Multi-scale feature extraction methods are crucial for improving model accuracy, generalization, capturing data features at various levels [24–27]. Duan et al. [24] introduced a Multi-Scale Residual Classifier (MSRC) for anomaly traffic detection, utilizing wavelet transform to effectively process multi-scale network traffic features. This enhances the accuracy of detecting network traffic anomalies. Yu et al. [25] developed a high-precision intrusion detection system using a Multi-Scale CNN, which extracts features from disordered data to increase the accuracy of intrusion detection. He et al. [26] proposed a method combining a Variational Gaussian Model with a One-Dimensional Pyramid Depth Separable Convolution (PyDSC) network. This approach simplifies complex features using PyConv with added DSC to reduce network complexity. Addressing high-dimensional and complex datasets, Zhang et al. [27] firstly analyzed spatial features using a Multi-Scale Convolutional Neural Network, and processed temporal features with LSTM. Sathya et al. [28] introduced a classification method, which utilizes a dual weight update mechanism to differentiate between attack and non-attack data in IoT devices. Ravi Kiran Varma et al. [29] proposed a software-defined IoT intrusion attack detection method based on enhanced Elman spiking neural network.

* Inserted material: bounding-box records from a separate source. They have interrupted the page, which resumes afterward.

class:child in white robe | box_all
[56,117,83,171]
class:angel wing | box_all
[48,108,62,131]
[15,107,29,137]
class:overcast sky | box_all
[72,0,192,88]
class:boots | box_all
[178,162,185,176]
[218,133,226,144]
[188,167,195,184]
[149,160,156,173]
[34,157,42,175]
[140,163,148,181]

In summary, existing abnormal traffic detection methods have obvious limitations in multi-dimensional data feature extraction, identification and maintenance of high-level features. Specifically, (1) some existing methods usually only focus on feature extraction at a single scale, ignoring other levels of information in the data. This limits the model’s ability to understand and process complex data structures. (2) With the complex high-dimensional data, it is difficult to identify subtle differences and high-dimensional features. Therefore, this paper proposes an MD block to effectively capture and integrate features of different scales in multi-dimensional data. And a MRD block is designed to identify complex patterns in high-level features with subtle differences.

3  Methodology

3.1 Overall Network Model

Raw data with pcap format generated by industrial IoT need to be converted to images with grayscale format by method in [30]. This paper adopts the ResNeXt network [31] as its main architecture. The preprocessed data are fed into MD block with different scales to cover more global features. Dilated convolutions are used in the MD block to enhance the receptive field. The output of the MD block serves as the input for the MRD block, which combines the Max-Feature-Map (MFM) with residual blocks and dual-channel pooling for the enhancement of precision and efficiency. The MR block of MRD is used to enhance the extraction of key features and maintain feature continuity in deep networks. Finally, the classification results are obtained through the fully connected layer. The overall structure of the MR-MRD-ResNeXt model is shown in Fig. 1a. Meanwhile the detailed MD and MR block are shown in Figs. 1b and 1c, respectively.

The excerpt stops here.